Ganso a la crema.
Sentados,
callados, a la luz de la “Petromax” a kerosene, esperamos la cena. Desde la
galería posterior de la antigua casa de campo se advierten pasos cortos: asoman
por la puerta, intermitente, unos relámpagos apagadas, ligeros; finalmente hace
su aparición el cocinero con una olla enlozada descascarada, la sostiene
colgada de la anilla con una de las manos, con la otra porta un farol también a
combustible; es el autor de la comida. Sin palabras abre la puerta-mosquitero
con la rodilla, ingresa al comedor, deposita al medio de la mesa su hechura y
enuncia, magnífico, en su idioma natal: “Cream goose” (ganso a
la crema); gira sobre sus pies y se retira. El Dueño de Casa, Don “Pico” Peña
-el padre de mi amigo y superior de la finca- reparte las porciones que no
tardan en desaparecer con fruición, el reclamo por repetir es general. Resulta
aquello una excelencia nunca antes ingerida.

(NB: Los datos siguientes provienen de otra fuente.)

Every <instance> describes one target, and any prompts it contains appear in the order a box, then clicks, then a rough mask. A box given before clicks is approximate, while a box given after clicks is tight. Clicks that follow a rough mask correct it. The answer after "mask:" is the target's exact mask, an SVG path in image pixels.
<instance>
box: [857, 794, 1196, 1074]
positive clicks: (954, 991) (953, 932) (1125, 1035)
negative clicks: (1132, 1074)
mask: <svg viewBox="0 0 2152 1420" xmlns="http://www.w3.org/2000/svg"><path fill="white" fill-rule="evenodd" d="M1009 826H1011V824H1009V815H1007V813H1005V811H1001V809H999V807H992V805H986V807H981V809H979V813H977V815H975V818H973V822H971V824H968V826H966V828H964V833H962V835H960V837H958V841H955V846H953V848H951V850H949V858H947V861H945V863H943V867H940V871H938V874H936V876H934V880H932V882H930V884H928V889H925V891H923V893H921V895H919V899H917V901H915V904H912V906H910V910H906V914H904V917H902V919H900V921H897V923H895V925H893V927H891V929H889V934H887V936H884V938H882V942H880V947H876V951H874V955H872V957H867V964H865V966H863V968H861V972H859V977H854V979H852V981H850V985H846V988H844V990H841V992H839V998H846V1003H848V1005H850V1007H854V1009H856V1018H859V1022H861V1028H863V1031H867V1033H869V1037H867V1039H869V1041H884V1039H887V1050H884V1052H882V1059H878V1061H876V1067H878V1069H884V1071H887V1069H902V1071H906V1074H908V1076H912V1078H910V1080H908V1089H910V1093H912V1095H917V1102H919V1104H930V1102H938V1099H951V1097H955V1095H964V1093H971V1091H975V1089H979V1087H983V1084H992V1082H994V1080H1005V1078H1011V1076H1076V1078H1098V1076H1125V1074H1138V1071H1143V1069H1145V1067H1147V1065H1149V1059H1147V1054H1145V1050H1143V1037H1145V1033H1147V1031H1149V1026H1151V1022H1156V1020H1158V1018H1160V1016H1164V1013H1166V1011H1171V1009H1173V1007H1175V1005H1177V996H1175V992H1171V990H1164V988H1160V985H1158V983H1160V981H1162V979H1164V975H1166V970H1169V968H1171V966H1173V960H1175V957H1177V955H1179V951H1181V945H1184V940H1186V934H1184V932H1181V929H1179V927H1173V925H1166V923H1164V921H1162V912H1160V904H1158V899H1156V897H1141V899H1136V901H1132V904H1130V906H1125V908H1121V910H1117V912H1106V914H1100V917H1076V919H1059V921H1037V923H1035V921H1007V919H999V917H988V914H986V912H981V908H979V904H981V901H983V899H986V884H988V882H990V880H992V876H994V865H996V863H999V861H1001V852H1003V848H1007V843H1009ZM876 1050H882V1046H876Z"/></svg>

Habiendo arribado de la Ciudad y luego de bajar vituallas en la finca, como
de rutina, partimos a “El Carmen”. Allí don “Pico”, en un Hotel frente a la
Plaza se ensambla, por algunas horas, con ilustres lugareños para
tomar su aperitivo vespertino: el “Americano Gancia”. Desde allí nos
controla sentado desde una mesa arrimada a la ventana, una rutina. Nosotros
jugamos en las veredas y en el portal de la Iglesia.
A la
puesta del sol arrancamos de regreso con cierto julepe: el progenitor -algo
“tomado”- ha perdido el garbo y la velocidad del Dodge es mayor a la esperada.
Transitamos
la ruta de regreso a la finca cuando un grupo de gansos abultados está
cruzando el camino de tierra; la velocidad del
vehículo aumenta sensiblemente, con tan mala suerte para las aves
que cruzaban campantes con su típica “trova”, que uno de ellos es embestido por
el bólido de acero, mientras un desparramo de plumas blancas satura el paisaje, y la balada se trasmuta en graznidos desesperados. Miramos para atrás por la
ventanilla y divisamos aleteando a un desdichado en medio del
camino, el resto desaparece por encanto en un santiamén entre los yuyos a la vera de
la carretera. Detenido el vehículo en media de
la calzada, la orden del mayor se oye terminante: “¡¡Bajen, YA, y
recojan a ese desgraciado!!” (el cuerpo del delito); orden que se cumple
raudamente, sin derecho al pataleo. Asistimos con vocación, en el asiento
trasero, al desgarbado animal que pronuncia sus últimos reclamos y aleteos:
presenciamos en nuestros regazos al primer fallecimiento… (¿“El ganso de la
boda”?). De la llegada a destino, con el ave colgando, hasta la cocina del
británico no media ni un instante.
Muchas
veces pensé como arribó, porque razón y que hacía en aquel remoto lugar de
Argentina perdido en el mapamundi, un súbdito del Glorioso Imperio Británico, el
más poderoso por aquella época de post guerra. Se lo ve viejo, desgreñado, sin
dientes, vestido con bombacha de gaucho, alpargatas y un saco de corte ingles
algo escaso; la pronunciación es en un castellano difícil. Con gesto
magnifico proclama, en silencio, su profesión: “Cocinero en el Campo”.